DAO is an acronym that stands for “Decentralized Autonomous Organization.”
Many communities and projects in crypto claim to be a DAO. Let’s unpack those three components.
First, it should be noted that “decentralization” comes in degrees. If two people both have access to a wallet, the account is decentralized in the sense that both people share decision-making power. The more people involved in sharing the responsibility, the more relatively decentralized it will be.
Most DAOs give their members either a proportional or equal distribution of decision-making power. Members might be given votes or might be able to delegate them. In some way or another, their governance is shared, meaning there is more than just one decision-maker.

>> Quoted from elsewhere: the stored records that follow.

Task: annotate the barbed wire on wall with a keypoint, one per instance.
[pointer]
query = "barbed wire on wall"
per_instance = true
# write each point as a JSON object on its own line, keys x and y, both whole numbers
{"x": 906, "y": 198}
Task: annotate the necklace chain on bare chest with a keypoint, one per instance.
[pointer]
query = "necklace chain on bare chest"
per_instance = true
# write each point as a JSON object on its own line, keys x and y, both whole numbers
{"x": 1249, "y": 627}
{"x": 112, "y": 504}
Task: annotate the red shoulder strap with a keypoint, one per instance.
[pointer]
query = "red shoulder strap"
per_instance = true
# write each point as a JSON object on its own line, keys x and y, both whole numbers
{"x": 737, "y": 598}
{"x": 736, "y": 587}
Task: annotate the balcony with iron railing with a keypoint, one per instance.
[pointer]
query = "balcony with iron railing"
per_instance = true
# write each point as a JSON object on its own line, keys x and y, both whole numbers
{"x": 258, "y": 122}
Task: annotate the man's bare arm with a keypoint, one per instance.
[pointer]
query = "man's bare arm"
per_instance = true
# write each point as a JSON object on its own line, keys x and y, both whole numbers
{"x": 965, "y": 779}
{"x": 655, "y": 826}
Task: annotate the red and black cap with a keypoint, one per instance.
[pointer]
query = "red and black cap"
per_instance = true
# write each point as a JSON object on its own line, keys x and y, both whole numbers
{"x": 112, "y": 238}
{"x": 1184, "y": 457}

Autonomous financial activity happens automatically. A DAO might give roles to its members and some amount of operations will happen on the blockchain through smart contracts or other programmed, trustless code. This complex step incentivizes DAO members to participate in defining and carrying out the goals of the DAO.
DAOs are everywhere in crypto, and it is quite easy to find yourself among several. Simply by holding tokens you can become a member of some DAOs. MakerDAO, the creators of DAI stablecoin, is governed by holders of the MKR token. Some of their recent proposals lead to tokenizing real-world assets for the crypto markets, but they had to pass governance votes first. Other DAOs have specific goals and are formed around investment, pooling funds, or building a community of like-minded people. PleasrDAO, for example, pools funds and vote to acquire valuable NFTs which are collectively shared amongst its members.
When seeking out these organizations, whether to be a part of a community or seeking some sort of financial gain (or both), be sure to find a DAO that has a supportive and active community, helps you achieve your financial goals, and offers you a chance to participate in the growth of web3.